Highly important, previously non negotiable distinct cultural and theological values were changed. Circumcision was no longer required – which from the start of the OT story had been a familial and personal mark of belonging to the people of God. Also the food laws were largely suspended, including whom one could eat with. Neither of these were trivial in their day, though we tend to assume this change now. It took conflict and council to establish that this was a change that needed to be made. Even then some parts of the church – called the Judaisers – resisted the changes and saw them as betrayal and fatal compromise.  This process of change is not novel nor was it thought illegitimate.  

Do you see what I mean? 

Mission changing your theology is actually in the Bible - its part of the story of the Bible. Being with the God of mission, when he is doing mission, changes what we believe about mission.  

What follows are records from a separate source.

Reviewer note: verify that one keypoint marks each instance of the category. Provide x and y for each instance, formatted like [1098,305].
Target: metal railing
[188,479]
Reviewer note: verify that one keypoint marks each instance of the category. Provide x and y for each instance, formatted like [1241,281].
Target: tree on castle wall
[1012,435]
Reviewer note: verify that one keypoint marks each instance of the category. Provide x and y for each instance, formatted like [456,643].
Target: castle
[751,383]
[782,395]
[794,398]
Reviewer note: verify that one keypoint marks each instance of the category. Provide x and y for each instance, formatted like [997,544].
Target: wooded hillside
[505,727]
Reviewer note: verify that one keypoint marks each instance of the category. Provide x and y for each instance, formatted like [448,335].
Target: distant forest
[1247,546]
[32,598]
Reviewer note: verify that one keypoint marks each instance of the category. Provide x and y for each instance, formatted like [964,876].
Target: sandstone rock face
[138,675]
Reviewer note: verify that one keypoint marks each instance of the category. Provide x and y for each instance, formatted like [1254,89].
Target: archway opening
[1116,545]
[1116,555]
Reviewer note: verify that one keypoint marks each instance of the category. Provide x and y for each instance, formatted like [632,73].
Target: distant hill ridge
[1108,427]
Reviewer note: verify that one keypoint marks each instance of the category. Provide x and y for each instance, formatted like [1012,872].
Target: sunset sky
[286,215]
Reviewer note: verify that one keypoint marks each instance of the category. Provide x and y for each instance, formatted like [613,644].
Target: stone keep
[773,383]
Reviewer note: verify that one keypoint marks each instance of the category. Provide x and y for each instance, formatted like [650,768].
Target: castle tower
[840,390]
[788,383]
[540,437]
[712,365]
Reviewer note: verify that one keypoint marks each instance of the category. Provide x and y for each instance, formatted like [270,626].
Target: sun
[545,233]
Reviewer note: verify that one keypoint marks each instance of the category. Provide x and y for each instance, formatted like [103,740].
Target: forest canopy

So Lesslie Newbigin challenges us:

“Theologians today are afraid of the word “experience”. There are some good reasons for this and also some bad ones. But I do not think it is possible to survey this NT evidence…  without recognizing that the NT writers are free from this fear.” [2] 

2       Should church doctrine be amended?

Planting Churches to create fresh Expressions provokes amendment of our doctrine of the church. Mission-shaped Church argues that it should be revised to include the point "the Church is God's community with a mandate to reproduce".  

There is only time to sketch a Biblical base for such a bold assertion. It is wider than New Testament stories of church planting.  These stories do not make the case, they can only illustrate it. They are the consequence of the doctrine not the rationale. I want to go deeper.   Salvation History is an appropriate framework: If the theme of reproduction is not there, it is only an invention and not woven into the narrative of what God has done and shown.  

The Genesis of the Church
Adam and Eve is, at least, the story of God's intention for humankind, and thus, in one sense, it is the story of the ideal for the church. This is to be a community in unbroken relationship with God and mandated to take responsibility for care of the earth with justice. But the method for that mandate is to reproduce.  From its inception, God's human community is to reproduce itself to fulfil the divine purpose.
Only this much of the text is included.